= Nottingham Caves Survey =

Research project to map the caves under the city of Nottingham, England

The Nottingham Caves Survey was a research project the aim of which was to scan every accessible cave from the 700+ man-made sandstone caves that are known to be present in the city of Nottingham. It was conducted by Trent and Peak Archaeology, at the University of Nottingham. It was managed by Dr David Strange-Walker with Julia Clarke, with documentary research undertaken by Scott Lomax. The final report was compiled by Dr David Knight (York Archaeology, former Trent & Peak Archaeology), Dr Emily Stammitti (Trent & Peak Archaeology) and Gordon Young. The project was funded primarily by both the Greater Nottingham Partnership, who have an interest in utilising the caves for increasing tourism and helping grow the local economy, and English Heritage, who are motivated by an interest in preserving the remaining heritage of Nottingham.

The project built upon the data held by Nottingham City Council and that collected in the 1980s as part of the British Geological Survey (BGS), where all the known caves of Nottingham were recorded into the BGS register. Nottingham City Council's Urban Archaeological Database (UAD) was a key resource. The Nottingham Caves Survey team visited some of the caves listed in the BGS register, asked permission from the owner to view the cave, and if the conditions were suitable, scanned the cave structure using a 3D laser scanner. The laser scanner builds up a 'point cloud' by collecting billions of survey points, which make up the black and white 3D images. Fish-eye photographs were taken from exactly the same position on the tripod around 360 degrees. The 'point cloud' can be merged with the photographs and manipulated to make plans, animations and fly-through videos, available on the project website.

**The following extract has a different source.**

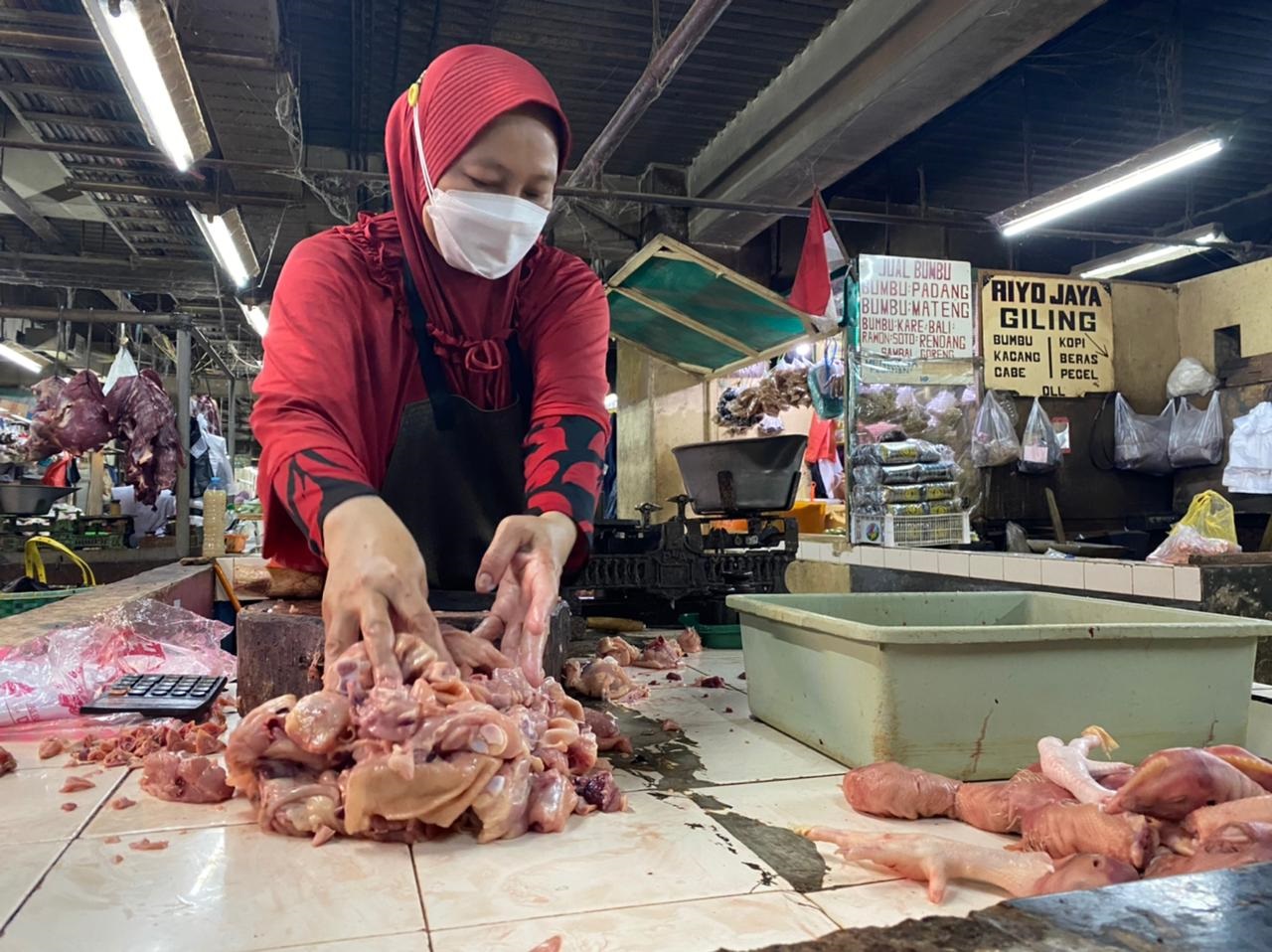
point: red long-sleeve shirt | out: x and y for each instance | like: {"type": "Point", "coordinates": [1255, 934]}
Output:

The Nottingham Caves Survey recorded data from an eclectic range of cave systems, from the famous Mortimer's Hole and King David's Dungeon at Nottingham Castle, the cave complexes of the renowned Ye Olde Trip to Jerusalem, Ye Olde Salutation Inn and The Bell Inn - claimed to be three of the oldest inns in England - to the cave cellars of houses dotted around the city, as each are considered to have a unique story to tell. The project commenced in 2010, with the surveying completed in 2012. In total 64 caves were surveyed.

The project has received widespread press, due to the possible implications on well known Nottingham lore like that of the famous legend of Robin Hood, by such varied media outlets as ThisIsNottingham, BBC News, Science Daily and the New York Times. The project has also received positive attention for the environmental policies of the surveying team, as most of the equipment was transported between sites in trailers by bicycles.